# How much iron (Ppm) should there be in a ten gallon tank?



## willyf87 (4 Jun 2010)

As above really, I am adding 1ml of easy carbo and 1ml of pro fito a day to my tank for 5 days a week and it says 5ml of the iron mix a week should raise my tank to 1ppm iron, how much should I add per day or every other day?


----------



## ceg4048 (4 Jun 2010)

*Re: How much iron (Ppm) should there be in a ten gallon tank*

Hi,
   Although Iron (Fe) is a critical component, it's a micronutrient so that means you don't need much of it. If you've got tap water you probably already have enough (unless you live in a softwater area). 

The general suggestion for a highly lit CO2 injected tank is 0.5ppm Fe per week. However, no one can tell you how many ppm you need. You have to discover it for yourself.

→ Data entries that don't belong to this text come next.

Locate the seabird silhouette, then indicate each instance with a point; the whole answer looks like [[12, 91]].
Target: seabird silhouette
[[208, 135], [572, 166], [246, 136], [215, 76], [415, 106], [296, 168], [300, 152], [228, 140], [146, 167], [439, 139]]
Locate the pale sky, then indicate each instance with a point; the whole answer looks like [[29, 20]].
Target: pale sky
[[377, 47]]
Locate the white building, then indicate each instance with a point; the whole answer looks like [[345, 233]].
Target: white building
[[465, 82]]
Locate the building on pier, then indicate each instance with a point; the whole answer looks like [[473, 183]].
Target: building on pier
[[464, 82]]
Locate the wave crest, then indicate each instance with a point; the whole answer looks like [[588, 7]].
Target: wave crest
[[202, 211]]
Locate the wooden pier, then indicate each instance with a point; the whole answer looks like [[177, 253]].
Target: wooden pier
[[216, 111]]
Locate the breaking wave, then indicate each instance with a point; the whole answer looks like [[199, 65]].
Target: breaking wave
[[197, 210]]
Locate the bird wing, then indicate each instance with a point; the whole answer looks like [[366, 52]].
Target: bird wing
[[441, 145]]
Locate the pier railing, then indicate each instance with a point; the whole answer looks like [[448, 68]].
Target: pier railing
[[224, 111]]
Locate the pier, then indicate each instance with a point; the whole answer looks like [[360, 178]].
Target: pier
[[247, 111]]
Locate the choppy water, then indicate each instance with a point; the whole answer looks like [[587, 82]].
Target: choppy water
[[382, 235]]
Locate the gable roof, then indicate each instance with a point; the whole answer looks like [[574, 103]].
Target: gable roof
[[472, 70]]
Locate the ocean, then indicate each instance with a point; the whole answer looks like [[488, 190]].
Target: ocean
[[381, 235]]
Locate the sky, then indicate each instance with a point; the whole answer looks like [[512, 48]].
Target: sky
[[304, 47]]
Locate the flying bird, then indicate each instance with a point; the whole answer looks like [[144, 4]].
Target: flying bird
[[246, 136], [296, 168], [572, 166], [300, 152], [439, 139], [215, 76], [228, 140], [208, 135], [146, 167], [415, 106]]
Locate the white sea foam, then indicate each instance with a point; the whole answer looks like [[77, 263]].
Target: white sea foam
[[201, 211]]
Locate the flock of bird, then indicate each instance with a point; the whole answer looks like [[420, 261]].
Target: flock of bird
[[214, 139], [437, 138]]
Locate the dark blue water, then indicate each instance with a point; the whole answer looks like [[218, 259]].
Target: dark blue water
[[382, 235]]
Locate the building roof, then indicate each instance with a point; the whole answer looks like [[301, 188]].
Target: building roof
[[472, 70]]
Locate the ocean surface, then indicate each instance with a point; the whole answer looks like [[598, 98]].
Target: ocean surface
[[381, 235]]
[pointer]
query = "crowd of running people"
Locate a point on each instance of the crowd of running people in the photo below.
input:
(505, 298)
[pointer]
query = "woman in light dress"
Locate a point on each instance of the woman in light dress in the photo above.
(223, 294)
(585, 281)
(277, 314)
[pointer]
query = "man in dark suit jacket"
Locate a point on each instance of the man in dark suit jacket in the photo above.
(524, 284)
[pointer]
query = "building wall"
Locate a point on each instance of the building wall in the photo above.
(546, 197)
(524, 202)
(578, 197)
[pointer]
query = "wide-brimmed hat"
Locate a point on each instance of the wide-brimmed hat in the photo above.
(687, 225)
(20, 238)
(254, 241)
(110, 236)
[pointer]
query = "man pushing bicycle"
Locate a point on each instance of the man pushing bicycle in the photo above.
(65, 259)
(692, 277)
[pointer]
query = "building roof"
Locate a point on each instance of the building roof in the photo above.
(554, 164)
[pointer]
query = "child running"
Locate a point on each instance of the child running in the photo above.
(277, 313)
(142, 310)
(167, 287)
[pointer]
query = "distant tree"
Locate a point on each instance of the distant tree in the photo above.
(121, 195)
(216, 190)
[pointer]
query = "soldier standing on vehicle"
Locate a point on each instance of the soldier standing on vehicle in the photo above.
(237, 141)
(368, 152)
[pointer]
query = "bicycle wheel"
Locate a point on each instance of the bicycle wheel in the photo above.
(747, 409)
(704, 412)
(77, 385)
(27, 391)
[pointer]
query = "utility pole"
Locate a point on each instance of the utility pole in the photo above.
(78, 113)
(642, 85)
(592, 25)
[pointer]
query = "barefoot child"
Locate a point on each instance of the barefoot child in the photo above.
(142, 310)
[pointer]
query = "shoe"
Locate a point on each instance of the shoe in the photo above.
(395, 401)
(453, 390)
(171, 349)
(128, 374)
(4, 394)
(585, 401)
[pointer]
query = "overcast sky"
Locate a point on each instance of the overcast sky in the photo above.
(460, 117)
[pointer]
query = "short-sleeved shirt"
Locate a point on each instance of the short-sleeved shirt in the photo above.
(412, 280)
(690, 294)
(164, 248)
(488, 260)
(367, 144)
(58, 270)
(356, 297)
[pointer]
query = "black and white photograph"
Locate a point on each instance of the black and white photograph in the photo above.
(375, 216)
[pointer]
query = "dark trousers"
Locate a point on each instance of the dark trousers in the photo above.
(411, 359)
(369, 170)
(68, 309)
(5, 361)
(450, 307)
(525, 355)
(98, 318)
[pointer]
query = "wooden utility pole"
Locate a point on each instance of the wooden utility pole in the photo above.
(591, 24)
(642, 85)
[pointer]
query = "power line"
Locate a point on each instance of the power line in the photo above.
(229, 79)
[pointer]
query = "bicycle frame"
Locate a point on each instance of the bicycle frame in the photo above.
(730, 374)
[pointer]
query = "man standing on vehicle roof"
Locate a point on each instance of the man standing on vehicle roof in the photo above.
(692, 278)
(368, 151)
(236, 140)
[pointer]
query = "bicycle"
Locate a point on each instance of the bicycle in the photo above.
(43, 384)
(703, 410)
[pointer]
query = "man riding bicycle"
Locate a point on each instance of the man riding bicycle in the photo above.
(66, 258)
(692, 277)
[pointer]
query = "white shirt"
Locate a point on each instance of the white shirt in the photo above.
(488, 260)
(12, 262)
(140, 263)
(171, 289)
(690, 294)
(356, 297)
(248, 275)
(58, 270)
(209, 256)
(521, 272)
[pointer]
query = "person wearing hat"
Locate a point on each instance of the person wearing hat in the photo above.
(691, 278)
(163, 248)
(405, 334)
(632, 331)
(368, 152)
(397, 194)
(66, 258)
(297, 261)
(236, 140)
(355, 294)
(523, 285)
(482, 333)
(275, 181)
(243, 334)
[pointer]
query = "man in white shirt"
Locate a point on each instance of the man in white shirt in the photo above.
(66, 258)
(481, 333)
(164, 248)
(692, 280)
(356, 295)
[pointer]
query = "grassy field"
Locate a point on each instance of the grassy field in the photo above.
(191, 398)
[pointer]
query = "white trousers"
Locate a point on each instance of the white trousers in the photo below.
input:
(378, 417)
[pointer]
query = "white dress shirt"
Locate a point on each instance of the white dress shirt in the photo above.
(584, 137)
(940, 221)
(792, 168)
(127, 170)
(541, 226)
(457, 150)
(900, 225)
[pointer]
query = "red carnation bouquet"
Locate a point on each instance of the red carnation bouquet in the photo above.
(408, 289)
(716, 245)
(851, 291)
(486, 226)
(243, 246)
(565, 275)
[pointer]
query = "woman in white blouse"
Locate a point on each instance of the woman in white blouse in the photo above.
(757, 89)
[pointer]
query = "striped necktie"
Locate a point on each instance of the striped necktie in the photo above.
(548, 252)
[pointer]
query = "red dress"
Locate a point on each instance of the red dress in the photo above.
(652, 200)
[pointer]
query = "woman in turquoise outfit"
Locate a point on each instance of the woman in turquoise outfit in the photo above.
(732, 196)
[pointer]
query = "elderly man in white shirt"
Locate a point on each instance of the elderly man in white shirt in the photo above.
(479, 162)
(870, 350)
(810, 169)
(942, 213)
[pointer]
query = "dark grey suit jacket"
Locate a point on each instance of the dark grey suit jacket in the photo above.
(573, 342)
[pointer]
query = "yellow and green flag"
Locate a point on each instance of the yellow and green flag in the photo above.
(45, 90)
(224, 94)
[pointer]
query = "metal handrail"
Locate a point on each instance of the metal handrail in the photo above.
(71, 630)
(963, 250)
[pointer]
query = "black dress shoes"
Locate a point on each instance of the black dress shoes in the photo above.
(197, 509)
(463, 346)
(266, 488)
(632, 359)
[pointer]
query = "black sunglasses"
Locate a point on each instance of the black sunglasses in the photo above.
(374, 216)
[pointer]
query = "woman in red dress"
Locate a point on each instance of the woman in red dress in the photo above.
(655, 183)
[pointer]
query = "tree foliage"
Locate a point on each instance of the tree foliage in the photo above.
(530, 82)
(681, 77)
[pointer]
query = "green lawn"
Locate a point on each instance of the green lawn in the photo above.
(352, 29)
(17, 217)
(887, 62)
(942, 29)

The amounts of any nutrient that you need to add is going to be a function of how much light, how much flow, how much CO2 and how much plant mass you have in the tank. It will also depend on how fast you want plants to grow.  

People are always asking about optimal ppm levels or whatever, but this is all an illusion. 0.5 ppm might be fine in your tank but may be insufficient in your neighbors tank due to these other factors. The hobbyists problem with chasing ppm will also be compounded by the fact that they are probably using time wasting test kits to measure nutrient levels, when they ought to be spending more time simply looking at their plants. Your plants will always tell you what they need. No test kit can do that really. Are the leaves pale? Are they yellow? If the answer is "No" then you have enough Fe regardless of what the test kit says or regardless of what profito says. The opposite is also true. If Profito says: Add X, and if your test kit confirms X - but if your plants are suffering Fe starvation, then guess what? You need to add more than X...  

Cheers,


----------